Episodes related Tyler's experiences as he served his community at the state level. Despite an initial setback in the senate, he dealt with political bosses and others as he tried to clean up the political situation. Problems that he tackled included an insane asylum whose director took graft, babies sold on the black market, inadequate pay for teachers, and improper administration of prisons. Richard Coogan portrayed Tyler, and Louise Fitch initially played reporter Priscilla Logan, who represented her local newspaper in the state capitol. Mary Skipp later replaced Fitch. Cy Harrice was the announcer.
== Production ==
Lou Cowan produced Fighting Senator, and Frank Telford was the director. Before writing for the show began, historian and biographer Morris R. Werner provided background for scripts by conducting detailed investigations. When the show began, the writers were Joe Ruscoll, Joe Liss, and Larry Menkin. Ruscoll and Menkin left after reviews of the premiere episode were published; Liss (who was not involved with that episode) remained, and Arnold Perl was added as a writer. Irene Winston also wrote for the series. Lyn Murray composed the music and conducted the orchestra.

Broadcast at 8:30 p.m. Eastern Time, the program ran for nine weeks. Although it was sponsored by Lever Brothers, Cowan said that he lost money because of the low price at which he had to sell it. The trade publication Billboard reported in January 1948 that CBS had taken a 60-day option on Fighting Senator and was "angling to get a big film name for the lead".

==Critical response==
Jack Gould wrote in The New York Times that Fighting Senator focused too much on ideas and not enough on the human element of its stories. After having heard three episodes, Gould said that Tyler never stood out "as a man or an individual". The senator, Gould wrote, "... never came to life as a personality for whom the listener could develop a warmth and subconsciously cheer on to victory".

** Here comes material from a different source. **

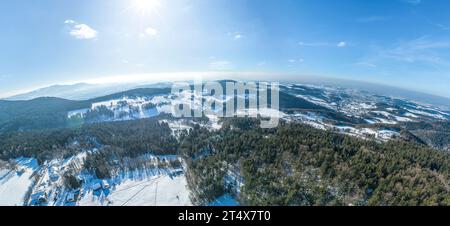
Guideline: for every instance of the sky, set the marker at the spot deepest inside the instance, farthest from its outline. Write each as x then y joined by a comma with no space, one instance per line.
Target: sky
404,43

A review of the premiere episode in the trade publication Variety indicated that behind-the-scenes conflict was harming the quality of the show. The review acknowledged that the series had "tremendous promise", but it warned that such potential would not be achieved if too many people were involved in the show's production. The review summarized the first episode as "One grand snafu" as six people from the Young & Rubicam advertising agency joined the producer, director, and writers in putting the show together. As a result, "The show ended up as a horrible example ot what not to do when trying to combine a chiller with social significance." The review's conclusion was that the series could be a success if everyone involved could work together as a team.

Media critic John Crosby called Fighting Senator "a refreshing change from the agonies of the normal soap opera". He complimented the acting and wrote that the show was "in general well-written" despite some elements of hysteria and being "ovesweetened a bit".